While their bondage was nominally limited in duration, such sentiments would have been recognized by American sailors snatched by British press gangs leading to and triggering the War of 1812. While 9,991 Americans formally protested their conscription by British ships, perhaps 20,000 Americans were forced into service overall, making the practice the first-cited grievance by President James Madison when calling for war against Britain. Impressment was no more popular with Britons—Admiral Horatio Nelson estimated that 40,000 sailors deserted the conscription-dependent Royal Navy between 1793 and 1801.
Later, the U.S. military had its own problems with unwilling conscripts (as well as regretful enlistees). Over 420,000 soldiers, sailors, marines, and airmen deserted between 1966 and 1972, during the Vietnam War.
Forcibly extracting labor from the unwilling has a long history in this country, as does resistance to the same.
If forcing people to do labor that they wouldn't do of their own accord is nothing new, neither is Buttigieg's social-engineering grandiosity in pronouncing national service a boon to "social cohesion." Such force-'em-for-their-own-good sentiments echo a 1967 Selective Service document that pronounced even the mere requirement of draft registration as a goad to "more effective human beings."
But if history is any example, the only cohesion to be found will be that of shared resentment. And if the conscripts become more effective at anything, it will likely be defiance and escape.

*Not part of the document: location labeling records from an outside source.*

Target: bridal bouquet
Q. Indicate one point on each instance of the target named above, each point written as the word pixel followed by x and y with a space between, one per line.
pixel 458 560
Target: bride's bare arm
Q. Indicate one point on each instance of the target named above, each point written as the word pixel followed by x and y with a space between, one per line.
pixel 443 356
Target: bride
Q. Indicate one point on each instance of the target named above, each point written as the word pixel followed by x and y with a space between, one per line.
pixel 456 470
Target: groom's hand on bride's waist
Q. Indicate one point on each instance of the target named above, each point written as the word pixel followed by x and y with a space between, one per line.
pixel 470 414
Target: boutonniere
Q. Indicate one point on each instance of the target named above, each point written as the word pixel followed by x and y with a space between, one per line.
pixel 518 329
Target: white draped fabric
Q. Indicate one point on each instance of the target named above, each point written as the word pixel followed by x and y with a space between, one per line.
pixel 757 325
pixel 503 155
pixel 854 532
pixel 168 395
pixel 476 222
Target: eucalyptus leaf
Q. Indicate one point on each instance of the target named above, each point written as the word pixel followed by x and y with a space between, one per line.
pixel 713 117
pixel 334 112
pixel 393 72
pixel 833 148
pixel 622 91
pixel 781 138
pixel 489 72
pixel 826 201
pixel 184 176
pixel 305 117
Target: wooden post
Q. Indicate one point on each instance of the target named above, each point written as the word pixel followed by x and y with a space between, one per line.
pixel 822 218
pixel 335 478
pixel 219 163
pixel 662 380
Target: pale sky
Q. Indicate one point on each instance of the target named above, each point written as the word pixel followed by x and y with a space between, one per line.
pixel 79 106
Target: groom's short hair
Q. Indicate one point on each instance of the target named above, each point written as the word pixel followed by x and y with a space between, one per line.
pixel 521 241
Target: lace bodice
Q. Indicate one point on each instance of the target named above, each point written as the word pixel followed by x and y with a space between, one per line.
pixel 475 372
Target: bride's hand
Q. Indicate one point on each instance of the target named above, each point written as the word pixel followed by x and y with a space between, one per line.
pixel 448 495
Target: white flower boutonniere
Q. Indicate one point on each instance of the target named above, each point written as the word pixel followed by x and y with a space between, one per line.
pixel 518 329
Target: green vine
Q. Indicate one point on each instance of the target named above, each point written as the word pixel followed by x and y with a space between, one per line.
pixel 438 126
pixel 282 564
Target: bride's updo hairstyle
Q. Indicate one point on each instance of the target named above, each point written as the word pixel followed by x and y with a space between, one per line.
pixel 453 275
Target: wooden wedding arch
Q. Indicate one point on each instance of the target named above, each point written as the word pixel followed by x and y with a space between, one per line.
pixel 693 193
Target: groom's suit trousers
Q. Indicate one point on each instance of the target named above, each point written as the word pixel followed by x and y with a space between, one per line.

It's odd how a country with a miserable history of forced labor and two wars fought over the issue keeps revisiting the idea as if it's a newly minted work of genius. But here we are, with Pete Buttigieg joining a long and disreputable list of pundits and public officials in polishing off this ancient policy turd and passing it off as a solution to what supposedly ails America.
Maybe Buttigieg and his ilk will decide that he never meant the idea of national service to be mandatory at all—or, at least, that it's a good idea to distance themselves from the idea of extracting forced labor from the unwilling. Younger Americans will be able to relax again, at least for a while. And the rest of us will rejoice that decency has prevailed a little longer. The spirit of Frederick Douglass would likely join the celebration.